# Rosary Cemetery, Norwich



## hamishsfriend (Mar 1, 2011)

This is the first ever non-denominational cemetery in the UK, established in 1819 by Thomas Drummond, a nonconformist minister. The land was formerly in use as a market garden. The cemetery chapel was constructed in 1879 and is believed to be the finest work of architect Edward Boardman. Tragically, the first interment at the Rosary was Drummond's wife Ann who died in childbirth aged 41. The 13 acres (53,000 square metres) site came under the control of the Norwich Corporation in 1954 and it is estimated that about 18,500 people have been buried there since 1821. In January 2010 the cemetery was granted Grade II listed status.





































Steam locomotive and tender carved into the gravestone for Charles Martin Collenso.






The Colman family plot.






The Tillyard family plot. The Tillyards had a leather curing business in Norwich.
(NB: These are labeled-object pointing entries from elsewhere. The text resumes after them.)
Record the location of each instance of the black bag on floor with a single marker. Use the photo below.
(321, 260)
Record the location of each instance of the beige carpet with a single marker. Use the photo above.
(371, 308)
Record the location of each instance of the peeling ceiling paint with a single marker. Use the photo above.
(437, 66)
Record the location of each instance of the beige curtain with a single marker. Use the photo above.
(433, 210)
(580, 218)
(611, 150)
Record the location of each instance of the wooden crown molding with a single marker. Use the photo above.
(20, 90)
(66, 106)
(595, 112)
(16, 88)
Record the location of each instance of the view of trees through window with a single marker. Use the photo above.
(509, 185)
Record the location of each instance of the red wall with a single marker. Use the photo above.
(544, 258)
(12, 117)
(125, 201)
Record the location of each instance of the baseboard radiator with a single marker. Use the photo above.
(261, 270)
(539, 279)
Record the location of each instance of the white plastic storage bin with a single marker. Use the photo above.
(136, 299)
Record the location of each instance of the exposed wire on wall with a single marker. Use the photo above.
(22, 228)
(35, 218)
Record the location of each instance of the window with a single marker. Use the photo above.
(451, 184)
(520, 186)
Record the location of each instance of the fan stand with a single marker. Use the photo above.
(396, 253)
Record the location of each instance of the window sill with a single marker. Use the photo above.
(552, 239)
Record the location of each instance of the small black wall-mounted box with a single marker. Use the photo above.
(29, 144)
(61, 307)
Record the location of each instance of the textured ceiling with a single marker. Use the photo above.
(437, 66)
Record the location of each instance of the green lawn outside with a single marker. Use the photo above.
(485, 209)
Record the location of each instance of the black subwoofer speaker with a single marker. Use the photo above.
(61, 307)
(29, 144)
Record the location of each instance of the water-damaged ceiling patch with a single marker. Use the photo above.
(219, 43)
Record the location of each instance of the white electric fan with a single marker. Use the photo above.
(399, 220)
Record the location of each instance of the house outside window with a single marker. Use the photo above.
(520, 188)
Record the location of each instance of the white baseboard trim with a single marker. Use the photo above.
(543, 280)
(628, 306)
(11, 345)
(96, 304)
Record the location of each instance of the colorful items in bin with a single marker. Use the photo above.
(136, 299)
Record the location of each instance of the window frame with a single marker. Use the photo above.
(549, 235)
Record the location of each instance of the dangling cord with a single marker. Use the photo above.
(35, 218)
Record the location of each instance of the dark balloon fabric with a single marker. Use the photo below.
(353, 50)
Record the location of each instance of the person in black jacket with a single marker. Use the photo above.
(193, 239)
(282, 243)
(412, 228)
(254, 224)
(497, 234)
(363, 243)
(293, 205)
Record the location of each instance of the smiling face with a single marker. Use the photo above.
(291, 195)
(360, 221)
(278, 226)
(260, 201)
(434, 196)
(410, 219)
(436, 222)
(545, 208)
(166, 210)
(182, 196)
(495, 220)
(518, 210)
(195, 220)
The graves of John Prior (left), engine driver, and the fireman James Light are side by side. Both died on 10th September 1874 in the Thorpe railway disaster that killed 25 people and injured another 73 in a head-on collision between the Great Yarmouth to Norwich mail train and the London to Great Yarmouth express, on the single track line close to the Rushcutter's public house.






John Barker died in in 1897 in an accident at the old Cattle Market in Norwich when he was trapped between two wagons whilst setting up his steam roundabout for the forthcoming fair.






T Drummond's grave. The Reverend Thomas Drummond (d 1852) was the Presbyterian minister who founded the Rosary cemetery in 1819 as the first cemetery established in the UK upon the broad principle of Christian equality. His wife Ann was the first person to be buried here in 1821.











The heavy iron door leading into the mausoleum of Emanuel Cooper, an eye surgeon in Norwich.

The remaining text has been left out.